Acquired Neutropenia
Infections
Infection should always be first on the differential of a neonate with persistent neutropenia. More specifically, congenital infections (namely, toxoplasmosis, rubella, cytomegalovirus, herpes simplex virus, as well as syphilis, hepatitis B, and human immunodeficiency virus [HIV]) should be considered. To our knowledge, there are no published data indicating a particular organism is more commonly associated with isolated neutropenia. Thus, the more likely scenario is neutropenia preceding an infection; however, it is often difficult to discern whether neutropenia led to the infection or is the result of a response to an infection because of low reserves in the neonate. Nonetheless, the patient should be broadly protected with antibiotics based on the patient’s level of neutropenia and the institution’s guidelines until an infection is empirically treated.

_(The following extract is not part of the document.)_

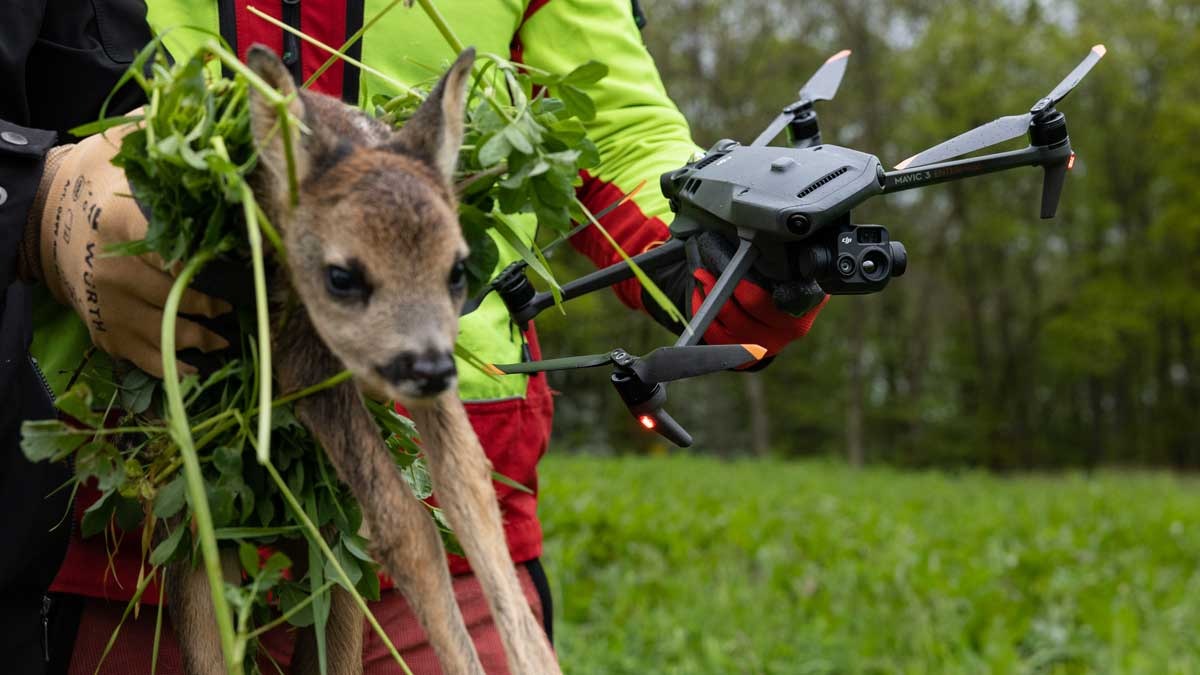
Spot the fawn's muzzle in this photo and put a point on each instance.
(430, 372)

Neonatal Isoimmune/Alloimmune Neutropenia
Neonatal isoimmune/alloimmune neutropenia (NAIN) is an acquired cause of isolated neutropenia and is unique to the neonate. NAIN is a rare condition mediated by transplacental maternal immunoglobulin (Ig) G granulocyte-specific antibodies developed against paternally inherited fetal neutrophil antigens.6,7 This may also occur if the mother carries the diagnosis of autoimmune neutropenia, in which the mother’s autoantibodies cross the placenta. The clinical picture for both of these processes is similar. The incidence of NAIN is approximately less than 1% of all births, and the clinical features of NAIN are varied, mostly presenting incidentally without symptoms or as isolated skin infections. Only on rare occasions this may be associated with life-threatening sepsis.